More pragmatically, the current implementation of this technique can be dealt with by being very conscious of how much data your DNS resolver(s) are leaking & being conscious of how large the anonymity set is of the userbase of your DNS resolver(s).
If you limit DNS cache times and use blinding computation techniques to limit the identity information your DNS resolver has or retains about you, then DNS cookies can be largely mitigated. If you have faith that 1.1.1.1 is operated in the manner that Cloudflare claims, the measures they have taken go a long way to making DNS cookies unusable.
I also pointed out some additional specific mitigations when I reported this issue to the Chromium team in October 2015:
What if we designed the resolver to fetch many responses with the caching disabled and then caching all of them? In essence, force it to give you as many cookies as your desired anonymity set size and then sample this local store of cookies when calculating the response for the end client.
This would make it harder to build a fingerprint, especially if responses were sampled from a number of independent sources.
The next logical step in the arms race would likely involve fingerprinting systems using more bits than strictly necessary, and using error correcting codes - i.e. treat the sampling as "noise" to be overcome.
It seems both more straightforward and more effective to build recursion paths that you can trust aren't doing any intentional or unintentional caching.
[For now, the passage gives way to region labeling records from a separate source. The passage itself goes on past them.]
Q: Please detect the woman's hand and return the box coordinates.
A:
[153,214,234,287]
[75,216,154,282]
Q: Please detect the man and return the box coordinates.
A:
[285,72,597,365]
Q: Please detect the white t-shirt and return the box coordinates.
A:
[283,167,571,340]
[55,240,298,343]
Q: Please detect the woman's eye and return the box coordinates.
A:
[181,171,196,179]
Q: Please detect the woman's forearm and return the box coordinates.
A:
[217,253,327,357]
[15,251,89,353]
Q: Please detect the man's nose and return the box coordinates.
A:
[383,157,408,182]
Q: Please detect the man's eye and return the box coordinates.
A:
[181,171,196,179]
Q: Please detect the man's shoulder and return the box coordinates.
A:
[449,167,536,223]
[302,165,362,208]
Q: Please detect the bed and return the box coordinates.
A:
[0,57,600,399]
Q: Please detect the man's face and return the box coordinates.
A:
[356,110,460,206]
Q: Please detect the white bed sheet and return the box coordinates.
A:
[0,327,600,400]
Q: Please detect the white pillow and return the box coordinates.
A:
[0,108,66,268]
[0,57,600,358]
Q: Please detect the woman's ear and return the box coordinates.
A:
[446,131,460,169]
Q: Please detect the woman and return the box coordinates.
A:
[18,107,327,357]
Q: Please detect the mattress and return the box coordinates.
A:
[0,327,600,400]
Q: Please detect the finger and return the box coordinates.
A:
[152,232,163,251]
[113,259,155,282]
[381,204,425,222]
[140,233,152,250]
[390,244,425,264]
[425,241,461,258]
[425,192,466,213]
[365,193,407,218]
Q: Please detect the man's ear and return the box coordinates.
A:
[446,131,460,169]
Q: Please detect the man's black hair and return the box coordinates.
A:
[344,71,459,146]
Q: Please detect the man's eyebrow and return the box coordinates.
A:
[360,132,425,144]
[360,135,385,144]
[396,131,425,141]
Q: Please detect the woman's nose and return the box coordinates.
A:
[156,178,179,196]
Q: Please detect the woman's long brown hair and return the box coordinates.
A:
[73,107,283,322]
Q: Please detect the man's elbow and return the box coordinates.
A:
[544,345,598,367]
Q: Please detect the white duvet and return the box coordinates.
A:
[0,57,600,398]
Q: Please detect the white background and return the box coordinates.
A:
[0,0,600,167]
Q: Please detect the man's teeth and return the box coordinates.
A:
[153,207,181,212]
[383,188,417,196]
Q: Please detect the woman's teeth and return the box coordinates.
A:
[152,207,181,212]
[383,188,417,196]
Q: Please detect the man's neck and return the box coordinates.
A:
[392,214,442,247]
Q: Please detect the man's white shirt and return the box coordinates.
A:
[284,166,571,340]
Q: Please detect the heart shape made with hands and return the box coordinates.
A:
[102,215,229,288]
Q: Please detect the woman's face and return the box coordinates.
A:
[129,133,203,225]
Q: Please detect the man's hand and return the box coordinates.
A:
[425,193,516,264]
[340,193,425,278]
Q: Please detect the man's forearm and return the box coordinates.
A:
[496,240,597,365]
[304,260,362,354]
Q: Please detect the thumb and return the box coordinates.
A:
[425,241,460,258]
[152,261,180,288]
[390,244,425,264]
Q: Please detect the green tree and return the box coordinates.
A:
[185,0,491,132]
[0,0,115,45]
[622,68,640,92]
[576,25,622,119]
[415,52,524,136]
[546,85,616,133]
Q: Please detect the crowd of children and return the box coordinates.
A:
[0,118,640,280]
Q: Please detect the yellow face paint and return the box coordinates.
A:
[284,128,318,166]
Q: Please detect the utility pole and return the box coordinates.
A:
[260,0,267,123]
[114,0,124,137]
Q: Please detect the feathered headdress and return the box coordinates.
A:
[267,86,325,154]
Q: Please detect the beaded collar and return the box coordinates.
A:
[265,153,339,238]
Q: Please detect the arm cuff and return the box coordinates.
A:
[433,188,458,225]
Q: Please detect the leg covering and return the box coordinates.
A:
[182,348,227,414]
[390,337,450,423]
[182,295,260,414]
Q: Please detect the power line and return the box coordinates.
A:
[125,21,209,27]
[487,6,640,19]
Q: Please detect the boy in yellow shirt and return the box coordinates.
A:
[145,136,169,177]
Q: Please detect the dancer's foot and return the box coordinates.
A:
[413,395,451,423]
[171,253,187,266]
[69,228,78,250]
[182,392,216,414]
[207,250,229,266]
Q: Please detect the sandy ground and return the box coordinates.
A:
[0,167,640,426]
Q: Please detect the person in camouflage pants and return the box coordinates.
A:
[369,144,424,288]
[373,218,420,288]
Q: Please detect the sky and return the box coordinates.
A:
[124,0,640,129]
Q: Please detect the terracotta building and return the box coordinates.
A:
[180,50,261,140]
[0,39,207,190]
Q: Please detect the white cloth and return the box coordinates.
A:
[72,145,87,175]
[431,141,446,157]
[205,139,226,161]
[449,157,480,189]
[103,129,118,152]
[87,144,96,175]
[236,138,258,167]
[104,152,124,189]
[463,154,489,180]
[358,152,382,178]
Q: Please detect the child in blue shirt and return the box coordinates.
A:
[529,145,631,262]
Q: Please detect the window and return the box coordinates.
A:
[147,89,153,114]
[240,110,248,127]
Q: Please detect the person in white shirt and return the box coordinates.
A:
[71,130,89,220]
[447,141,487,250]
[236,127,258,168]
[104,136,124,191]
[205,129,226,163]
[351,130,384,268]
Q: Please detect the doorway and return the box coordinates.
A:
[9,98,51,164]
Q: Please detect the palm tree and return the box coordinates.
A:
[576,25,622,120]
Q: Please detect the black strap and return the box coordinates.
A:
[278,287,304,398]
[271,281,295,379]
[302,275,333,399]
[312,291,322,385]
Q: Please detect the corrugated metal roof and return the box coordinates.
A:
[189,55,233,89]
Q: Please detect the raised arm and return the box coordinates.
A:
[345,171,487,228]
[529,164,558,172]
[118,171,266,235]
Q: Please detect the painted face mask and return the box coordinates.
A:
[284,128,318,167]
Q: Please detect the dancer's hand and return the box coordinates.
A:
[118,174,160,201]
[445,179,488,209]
This of course means the performance benefits of caching go away. This has been a theme in computing lately (i.e. CPU speculative execution leaks such as meltdown).
A recursor could be built which only uses each query response once, with prefetching used to reduce the performance impact.
However, the mere fact prefetched responses exist would also leak data.
> It seems both more straightforward and more effective to build recursion paths that you can trust aren't doing any intentional or unintentional caching.
I agree, but as you say, that will take quite some work and time to happen and will be costly. I was thinking of this as a possible temporary mitigation which would retain some benefits of caching. If it was made adaptive[1], it would also have the nice side-effect of being more resource intensive for those servers that attempt to use tracking.
[1] i.e. only fetch many responses if they appear to vary while doing a smaller number of "probing" requests. Continue fetching more responses for your local sample until they stop varying with some degree of confidence.
It would be difficult to differentiate between responses that vary due to load balancing and responses that vary due to active fingerprinting.
Even when a site only has a single physical location, load balancing might be done in part by having DNS randomly return one of many valid IP addresses. E.g. this is a behaviour supported by Amazon's Route53.
Larger sites frequently use a combination of anycast and DNS based routing to get packets to the closest POP. This introduces both (1) difficulty identifying when fingerprinting is occurring, and (2) still more opportunities for fingerprinting.
Most users will find it impossible to control which POP their packets get routed towards. For someone doing fingerprinting, it could be a very useful signal.